Single by Don Ho

from the album Tiny Bubbles
- B-side: "Do I Love You?"
- Released: 1966
- Recorded: 1966
- Genre: Traditional pop
- Length: 2:45
- Label: Reprise
- Songwriter: Leon Pober
- Producer: Sonny Burke

= Tiny Bubbles =

"Tiny Bubbles" is a song written by Leon Pober and performed by Don Ho. It comes from the album of the same name. The single peaked at #57 on the Billboard Hot 100 and #14 on the Easy Listening charts in March 1967. By 1968, "Tiny Bubbles" was covered about 34 times. It was considered to be Ho's signature song.

==Production==
The song was requested by producer Sonny Burke after Ho couldn't successfully perform the song "Born Free". "Tiny Bubbles" was originally written for Lawrence Welk, since he tended to perform "champagne music". Welk turned it down, although he later performed the song several times on his television show after it became a hit.

==Legacy==
"Tiny Bubbles" was considered to be Ho's signature song. During one performance, after nearly thousands, Ho reportedly quipped "God, I hate that song".
- The second season of the American game show The Mole incorporated the song in a creative way - one test had a contestant confined to sleeping or staying on a bed while "Tiny Bubbles" was played on repeat in various versions (sped up, slowed down, backwards, etc).
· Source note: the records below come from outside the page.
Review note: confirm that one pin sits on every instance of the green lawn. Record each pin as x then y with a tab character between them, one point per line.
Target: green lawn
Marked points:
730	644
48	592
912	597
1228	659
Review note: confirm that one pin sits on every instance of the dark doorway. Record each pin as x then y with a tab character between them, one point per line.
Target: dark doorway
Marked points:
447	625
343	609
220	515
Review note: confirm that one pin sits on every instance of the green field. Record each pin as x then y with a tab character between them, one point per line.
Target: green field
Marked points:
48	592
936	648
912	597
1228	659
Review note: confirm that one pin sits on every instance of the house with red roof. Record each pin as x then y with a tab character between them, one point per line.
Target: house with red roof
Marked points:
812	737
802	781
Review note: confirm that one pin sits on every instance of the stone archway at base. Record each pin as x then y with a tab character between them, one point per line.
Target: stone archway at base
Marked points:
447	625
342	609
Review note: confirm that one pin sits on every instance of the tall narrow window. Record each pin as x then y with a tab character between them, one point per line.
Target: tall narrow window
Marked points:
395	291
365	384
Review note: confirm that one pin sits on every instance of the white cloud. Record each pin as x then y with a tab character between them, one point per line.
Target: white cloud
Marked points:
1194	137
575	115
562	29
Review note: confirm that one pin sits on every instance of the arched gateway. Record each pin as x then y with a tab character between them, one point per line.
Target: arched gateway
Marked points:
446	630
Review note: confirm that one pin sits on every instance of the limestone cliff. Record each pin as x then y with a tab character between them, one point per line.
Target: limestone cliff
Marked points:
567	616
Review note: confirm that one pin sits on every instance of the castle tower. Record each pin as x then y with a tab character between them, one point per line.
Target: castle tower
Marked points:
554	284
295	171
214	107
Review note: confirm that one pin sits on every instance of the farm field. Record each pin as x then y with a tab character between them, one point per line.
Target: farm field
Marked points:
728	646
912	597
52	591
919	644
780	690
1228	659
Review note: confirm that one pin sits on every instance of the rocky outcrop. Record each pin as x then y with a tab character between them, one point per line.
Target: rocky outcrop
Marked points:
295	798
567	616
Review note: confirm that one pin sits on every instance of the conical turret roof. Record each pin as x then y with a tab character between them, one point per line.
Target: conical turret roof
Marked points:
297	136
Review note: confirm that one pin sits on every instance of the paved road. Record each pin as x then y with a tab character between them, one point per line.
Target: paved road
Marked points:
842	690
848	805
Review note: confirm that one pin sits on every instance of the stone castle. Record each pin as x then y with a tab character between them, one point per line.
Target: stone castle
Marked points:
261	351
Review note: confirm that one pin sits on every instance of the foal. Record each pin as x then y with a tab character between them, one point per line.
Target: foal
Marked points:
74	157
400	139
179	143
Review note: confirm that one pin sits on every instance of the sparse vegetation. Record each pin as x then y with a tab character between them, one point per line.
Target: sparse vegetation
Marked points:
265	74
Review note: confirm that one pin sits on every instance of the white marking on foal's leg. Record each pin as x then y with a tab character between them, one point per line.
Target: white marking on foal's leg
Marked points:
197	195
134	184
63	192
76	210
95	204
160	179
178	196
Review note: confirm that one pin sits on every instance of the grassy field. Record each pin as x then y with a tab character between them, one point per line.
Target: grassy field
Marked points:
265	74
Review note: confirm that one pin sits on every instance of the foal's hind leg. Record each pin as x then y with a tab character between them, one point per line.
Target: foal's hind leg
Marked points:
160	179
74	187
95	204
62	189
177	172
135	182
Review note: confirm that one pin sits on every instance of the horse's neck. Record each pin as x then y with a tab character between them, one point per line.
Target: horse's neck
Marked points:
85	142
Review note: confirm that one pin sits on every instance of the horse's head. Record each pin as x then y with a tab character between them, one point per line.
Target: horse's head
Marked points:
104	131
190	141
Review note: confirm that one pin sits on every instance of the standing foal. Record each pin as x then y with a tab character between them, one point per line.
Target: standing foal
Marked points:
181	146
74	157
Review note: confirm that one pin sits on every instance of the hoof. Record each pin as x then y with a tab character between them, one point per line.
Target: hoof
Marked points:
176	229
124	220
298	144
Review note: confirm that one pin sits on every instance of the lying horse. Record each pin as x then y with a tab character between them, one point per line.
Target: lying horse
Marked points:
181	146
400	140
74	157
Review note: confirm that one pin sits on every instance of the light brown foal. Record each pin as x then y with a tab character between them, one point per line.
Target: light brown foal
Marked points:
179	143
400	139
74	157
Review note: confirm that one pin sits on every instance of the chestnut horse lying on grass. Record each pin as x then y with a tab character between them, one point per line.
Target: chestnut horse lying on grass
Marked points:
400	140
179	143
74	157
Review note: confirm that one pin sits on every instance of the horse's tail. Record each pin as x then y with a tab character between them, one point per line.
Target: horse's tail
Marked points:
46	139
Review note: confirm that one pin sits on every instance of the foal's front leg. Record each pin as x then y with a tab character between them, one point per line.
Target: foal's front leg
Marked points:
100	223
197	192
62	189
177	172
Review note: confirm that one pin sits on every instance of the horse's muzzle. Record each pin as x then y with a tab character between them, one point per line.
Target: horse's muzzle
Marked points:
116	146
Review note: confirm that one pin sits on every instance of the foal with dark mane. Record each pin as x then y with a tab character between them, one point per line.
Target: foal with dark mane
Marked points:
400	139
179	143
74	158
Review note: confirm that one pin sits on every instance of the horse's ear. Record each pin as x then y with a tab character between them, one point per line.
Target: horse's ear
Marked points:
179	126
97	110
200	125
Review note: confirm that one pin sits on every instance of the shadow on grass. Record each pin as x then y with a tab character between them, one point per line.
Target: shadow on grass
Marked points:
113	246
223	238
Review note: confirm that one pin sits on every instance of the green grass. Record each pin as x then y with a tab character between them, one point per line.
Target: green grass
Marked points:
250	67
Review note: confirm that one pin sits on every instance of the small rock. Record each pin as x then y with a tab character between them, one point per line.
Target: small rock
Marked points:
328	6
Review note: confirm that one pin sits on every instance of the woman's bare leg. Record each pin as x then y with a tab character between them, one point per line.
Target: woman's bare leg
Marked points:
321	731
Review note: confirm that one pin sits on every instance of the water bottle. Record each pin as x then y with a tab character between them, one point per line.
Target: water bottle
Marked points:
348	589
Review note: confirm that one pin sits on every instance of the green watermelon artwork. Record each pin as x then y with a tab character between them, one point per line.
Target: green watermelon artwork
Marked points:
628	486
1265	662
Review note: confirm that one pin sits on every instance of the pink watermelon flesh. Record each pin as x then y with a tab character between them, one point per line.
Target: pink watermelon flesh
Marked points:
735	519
Fans believe it is an iconic moment of the short-lived series.
- It was featured in the 2001 film Bubble Boy.
- Alongside Ho's other songs, "E Le Ka Lei Lei (Beach Party Song)" and "Wish They Didn't Mean Goodbye", "Tiny Bubbles" was featured in the Season 7 Hawaii Five-0 episode, "Elua la ma Nowemapa".
- The song alone was also featured in the Season 3 episode, "Mohai".

==Covers==
- In 1966, Billy Vaughn released an instrumental cover and charted at #31 in the Bubbling Under Hot 100 Singles chart.
- In 1967, Roger Williams performed a piano version on the album, Roger!
- In 1968, American country singer Rex Allen released a cover, which peaked at #71 in the Billboard country charts.
- In 1974, Scottish country singer Sydney Devine performed "Tiny Bubbles" for his album, Encores; it is considered to be his signature song.
- Others who have done renditions of the tune included Al Caiola, Nora Aunor and Tiny Tim.